Rep. Allen West (R-FL), a newly-elected member who has loudly scapegoated Muslims and campaigned on a promise to oppose religious diversity, appeared on Frank Gaffney's radio program last week. Gaffney, who routinely says that Obama is both a secret Muslim and a member of the "Muslim Brotherhood," asked West about how the new Republican Congress plans to "take on Sharia as the enemy threat doctrine?"

West said that, although he has not spoken with all of the new members, he hoped that Congress would focus on the "infiltration of the Sharia practice into all of our operating systems in our country as well as across Western civilization." He explained that targeting Sharia should be part of America's "national security strategy" and that a response to Sharia would somehow include "tailor[ing]" American "security systems, our political systems, economic systems, our cultural and educational systems, so that we can thwart this."

Thwart what? A completely fabricated threat?

(Seriously, what would George Orwell make of this? It's like we're in the world of 1984, with the totalitarian state essentially sustaining itself on conspiracy theories designed to distract the citizenry into targeting whatever Other the state claims is the enemy. Let's call it Republican Bolshevism.) 

Simply put, there is no Sharia threat to American society. Muslims are not trying to impose Sharia law on America, nor even in their own communities.

Indeed, if there's a danger of the imposition of intolerant and bloodthirsty theocratic rule in America today, it comes not from Muslims (the vast majority of whom accept and abide by the American legal system, not a fundamentalist Islamic system, and are as fully of separating their faith from secular law as any Christian or Jew) but from those on the right (including West) who seek to impose Christian fundamentalism (akin to Islamic fundamentalism) on the country, if not on the rest of the world.

There is the real danger to the Constitution and to the American way of life, not Muslims, a distinct minority that, made up mostly of new Americans, wants only to fit in and peacefully live the American Dream. 

So what is this, then? Does West really believe that the threat is real?

Yes, maybe so. While there is a good deal of political cynicism and manipulation on the right, I suspect that many conservatives really do believe their own propaganda.
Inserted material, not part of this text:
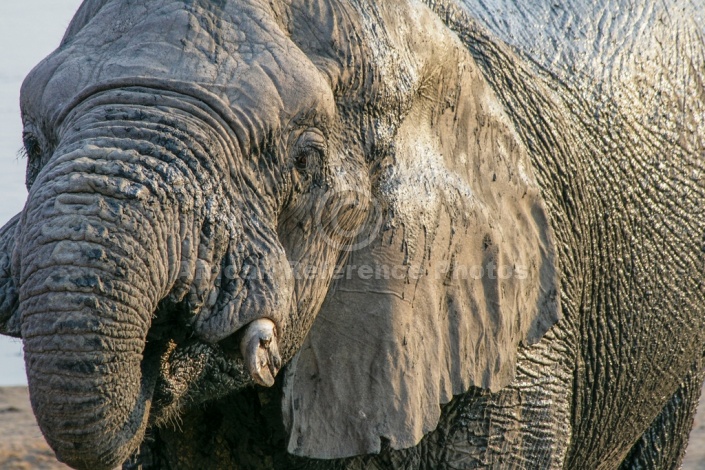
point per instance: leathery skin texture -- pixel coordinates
(364, 235)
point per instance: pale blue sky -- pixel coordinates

But this is bigotry, plain and simple, with Muslims targeted as the Other (just as undocumented Mexicans so often are). It's the politics of division, of discrimination, of hate. And it's an extremely potent force in today's America, with the economy struggling, with the world changing, with America's future uncertain.

History, of course, is littered with the remains of such official, state-sanctioned bigotry, not to mention with the bodies of those who have died as a result of it, and the Republicans, taking over the House, are making it their own as they seek to feed, and capitalize electorally on, the culture of fear.

We are in the midst of an ugly chapter in American history, and the ugliness is only going to get worse.